From the North Slope to southeast Alaska, we once again bring you some “only in Alaska” stories — with a look at how communities have navigated change in creative ways starting with their children.
Some of the highlights of this Sunday’s show:
- Tenakee Springs School: KTVA’s Liz Raines and photographer Will Mader take you to this old Southeast logging community — which recently lost its school, because it fell below the 10 student minimum required to receive state funding. We learn how Tenakee has converted its school into a community learning center to assist families who are now home schooling their children.
- Ilisagvik College Recognition: A look at why Wallet Hub ranked the North Slope’s Ilisagvik College as one of the top community colleges in the nation.
- Inupiaq Bilingual Preschool: Words matter — at least they did in a recent election, in which people narrowly voted to change their community’s name from Barrow to Utqiaġvik. Their hope: to strengthen the Inupiaq language and culture. Photographer Will Mader and I spent a morning at a bilingual preschool, another such effort to keep the language alive, where children enthusiastically sing and speak Inupiaq every day.
- Featured guests: Evon Peter and Lance Twitchell, two longtime leaders in the indigenous education movement. Peter is vice chancellor for rural community and Native education at the University of Alaska Fairbanks. Twitchell is a Native language professor at the University of Alaska’s Southeast campus in Juneau.
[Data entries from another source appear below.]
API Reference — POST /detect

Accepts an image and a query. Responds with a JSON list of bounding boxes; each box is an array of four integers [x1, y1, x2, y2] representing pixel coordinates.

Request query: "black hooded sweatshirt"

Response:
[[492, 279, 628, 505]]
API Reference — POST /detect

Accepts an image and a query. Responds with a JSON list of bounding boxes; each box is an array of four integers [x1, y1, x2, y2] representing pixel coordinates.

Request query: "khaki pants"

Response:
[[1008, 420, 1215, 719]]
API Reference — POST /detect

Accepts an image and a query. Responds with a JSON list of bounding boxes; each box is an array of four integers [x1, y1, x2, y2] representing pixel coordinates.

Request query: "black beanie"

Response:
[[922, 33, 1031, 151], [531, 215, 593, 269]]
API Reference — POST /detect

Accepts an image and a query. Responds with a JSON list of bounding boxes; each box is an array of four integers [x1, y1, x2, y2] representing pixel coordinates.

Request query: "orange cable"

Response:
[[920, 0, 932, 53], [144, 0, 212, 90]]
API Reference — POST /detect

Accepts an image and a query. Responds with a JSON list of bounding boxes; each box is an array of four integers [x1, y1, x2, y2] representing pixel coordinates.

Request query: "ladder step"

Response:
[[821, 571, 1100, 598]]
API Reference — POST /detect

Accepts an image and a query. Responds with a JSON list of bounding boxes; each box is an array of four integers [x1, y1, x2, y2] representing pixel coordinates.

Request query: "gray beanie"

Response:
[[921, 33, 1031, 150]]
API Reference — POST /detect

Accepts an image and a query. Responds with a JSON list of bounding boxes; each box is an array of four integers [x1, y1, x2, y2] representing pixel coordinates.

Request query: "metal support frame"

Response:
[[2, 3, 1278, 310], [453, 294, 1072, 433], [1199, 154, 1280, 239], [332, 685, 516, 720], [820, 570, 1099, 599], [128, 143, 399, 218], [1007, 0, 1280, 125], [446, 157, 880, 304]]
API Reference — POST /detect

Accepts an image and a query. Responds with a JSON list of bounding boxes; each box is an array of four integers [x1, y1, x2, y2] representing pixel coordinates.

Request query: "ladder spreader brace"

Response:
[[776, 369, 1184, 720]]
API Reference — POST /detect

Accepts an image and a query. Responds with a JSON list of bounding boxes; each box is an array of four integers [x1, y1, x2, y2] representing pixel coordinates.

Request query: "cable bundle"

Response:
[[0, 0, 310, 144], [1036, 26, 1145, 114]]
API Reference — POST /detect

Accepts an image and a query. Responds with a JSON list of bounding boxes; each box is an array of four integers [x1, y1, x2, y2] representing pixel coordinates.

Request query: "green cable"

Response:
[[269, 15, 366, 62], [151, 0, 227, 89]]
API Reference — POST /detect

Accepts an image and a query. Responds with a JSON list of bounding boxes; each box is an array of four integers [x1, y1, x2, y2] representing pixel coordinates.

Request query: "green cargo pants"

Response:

Both led the charge at this year’s Alaska Federation of Natives convention to “indigenize” education in Rural Alaska.
It’s exciting to bring you distinctly Alaska conversations and get to the heart of who we are.
We face challenges unique to our history, geography and diverse cultures — our state’s modern frontier, especially when it comes to helping our children navigate and succeed in unchartered territory.
It’s fascinating to look at the problems and some of the homegrown solutions — fodder for future discussions.